The association also reported that the number of business trips made by German companies slumped from 195.4 million in 2019 to 32.7 million in 2020, a trend which looks to have continued in 2021. The spending on those trips, not only including elements booked through TMCs, fell from €55.3 billion to €10.1 billion.

These ongoing shocks have caused ripples, dare I say tsunamis, in Germany’s TMC sector.

In March 2021, ATPI Group acquired Hamburg Süd Reiseagentur GmbH from Danish shipping conglomerate A.P. Moller - Maersk. The Hamburg-based agency specialises in the field of business travel management, leisure cruises, cargo ship trips and events.

At the time, Adam Knights, regional managing director Europe & Middle East at ATPI, said: “The Hamburg region has been a strategic priority for ATPI, and we are delighted to have found the right partner at the right time. Our Nordic marine businesses in Norway and Denmark, and Southern European marine businesses in Greece and Cyprus have all highlighted the need to be physically present in Hamburg. The agency staff and knowledge of those staff based on their historic ownership was a critical requirement for ATPI. We were particularly impressed with the corporate client base of Hamburg Süd Reiseagentur and believe existing clients will benefit from the expanded global reach of the ATPI footprint along with additional technology solutions.”

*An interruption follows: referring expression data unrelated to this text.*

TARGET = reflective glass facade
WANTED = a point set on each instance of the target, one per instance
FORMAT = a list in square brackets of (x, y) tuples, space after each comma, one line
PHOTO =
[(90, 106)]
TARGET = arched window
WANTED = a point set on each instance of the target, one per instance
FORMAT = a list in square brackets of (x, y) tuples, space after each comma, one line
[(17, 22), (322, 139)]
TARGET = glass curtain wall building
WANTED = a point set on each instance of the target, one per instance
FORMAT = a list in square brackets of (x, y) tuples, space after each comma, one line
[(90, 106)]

That same month, Oberhausen-based Baldaja, the online travel management company which had a partnership with BCD Travel, filed for insolvency. The company generated around €35 million in sales and employed 35. An attempt to diversify into virtual events with its baldaja connect platform within a few weeks of the start of the pandemic proved unsuccessful.

The biggest shock to the sector came in December when TUI announced it would discontinue the business segment of FIRST, with little or no advance notice to the company’s franchisees.

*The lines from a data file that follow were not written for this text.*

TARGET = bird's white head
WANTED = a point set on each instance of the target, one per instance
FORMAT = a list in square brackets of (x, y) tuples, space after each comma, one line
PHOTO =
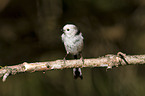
[(70, 30)]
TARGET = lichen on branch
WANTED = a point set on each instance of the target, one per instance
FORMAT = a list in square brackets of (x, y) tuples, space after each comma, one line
[(107, 61)]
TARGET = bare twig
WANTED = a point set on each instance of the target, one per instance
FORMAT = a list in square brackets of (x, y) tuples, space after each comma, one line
[(107, 61)]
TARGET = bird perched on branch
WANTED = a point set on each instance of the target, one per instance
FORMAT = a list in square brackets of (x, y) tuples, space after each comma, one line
[(73, 42)]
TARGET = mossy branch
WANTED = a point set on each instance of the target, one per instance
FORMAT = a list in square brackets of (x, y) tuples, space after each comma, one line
[(107, 61)]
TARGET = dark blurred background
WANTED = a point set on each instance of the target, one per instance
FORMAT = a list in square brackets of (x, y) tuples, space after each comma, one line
[(30, 32)]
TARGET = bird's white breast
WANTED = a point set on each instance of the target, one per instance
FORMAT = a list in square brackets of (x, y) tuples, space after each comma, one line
[(74, 44)]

Handelsblatt reported at the time that Tui works council chief Frank Jakobi said there could still be opportunities in supporting small and medium-sized companies. “This is how the division at Tui started, and the price pressure tends not to be as high as with major customers,” the paper said.

Speaking to BTN Europe, a TUI spokesman said, “We are in the middle of that restructuring process and some FIRST Business Travel employees went to other industry players. TUI will focus on the leisure segment which also rebounds faster than business travel.”

Those going to other players included Holger Bleckmann and Christoph Zilt who moved to Comtravo, the online travel management company that was acquired by TripActions in February 2022.

Some travel agencies have already started to switch allegiance. First Reisebüro Mönchengladbach joined the Lufthansa City Center franchise in December, for example.

The outlook for business travel is not much brighter. The German government’s economic advisers recently slashed the forecast for GDP growth for 2022 from 4.6% to 1.8% and predicted an improvement to just 2.4% in 2023.

Announcing the lower figures, advisory council member Volker Wieland said that Germany had still not recovered from the coronavirus and that Russia’s war in Ukraine had “drastically worsened economic conditions”, adding that the risk of a recession on the country was now “susbstantial”.